A Catholic Priest’s Observations on Islam—in 1851

He had some frank remarks about the treatment of Muslim women.

Michael De Sapio | February 8, 2017

He had some frank remarks about the treatment of Muslim women.

Rummaging through some antique books recently, I came across a volume of church history from 1851, originally written in German by a Catholic priest, Dr. Giovanni Alzog, and translated into Italian. The volume, translated Universal History the Christian Church, covers the period from 400 until just before the Protestant Reformation. Naturally, the author had occasion to discuss the rise of Islam and its impact on both the church and the world.

Alzog is a writer who lived long before modern “political correctness” and whose only obligation is toward historical truth as he sees it.
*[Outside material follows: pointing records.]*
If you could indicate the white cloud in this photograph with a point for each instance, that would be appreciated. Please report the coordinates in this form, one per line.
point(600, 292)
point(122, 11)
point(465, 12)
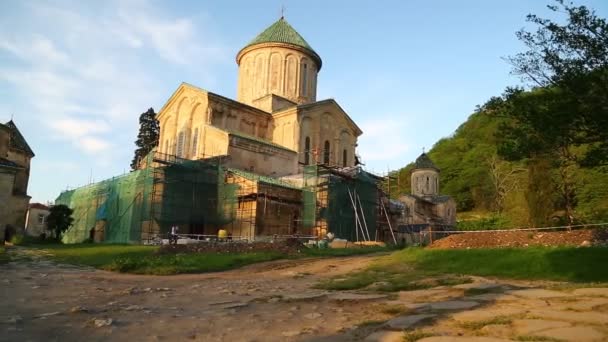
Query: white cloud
point(76, 128)
point(384, 140)
point(85, 69)
point(93, 144)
Even though he is highly critical of Islam, his analysis is thoughtful and reasoned; one senses he is motivated by scholarship, not bigotry.  Alzog had some frank remarks about Islam in general, but particularly its treatment of women (the translation is mine):

“[In Islam,] chastity in women consists in conjugal fidelity and in avoiding that which could  incite the husband's jealousy.  Chastity in men consists in not dealing with wives or slaves that do not belong to him.  Four wives are permitted beyond slaves....In general, in everything which pertains to women, Islam is at a lower level of degradation than paganism; on the other hand, wine and alcoholic drinks are prohibited.”

From these and other considerations he draws some conclusions about the general moral character of Islam, which he sees as rooted in the Koran itself:

“In moral relations, the Koran obliges only external practices, giving little thought to internal dispositions and true justification.”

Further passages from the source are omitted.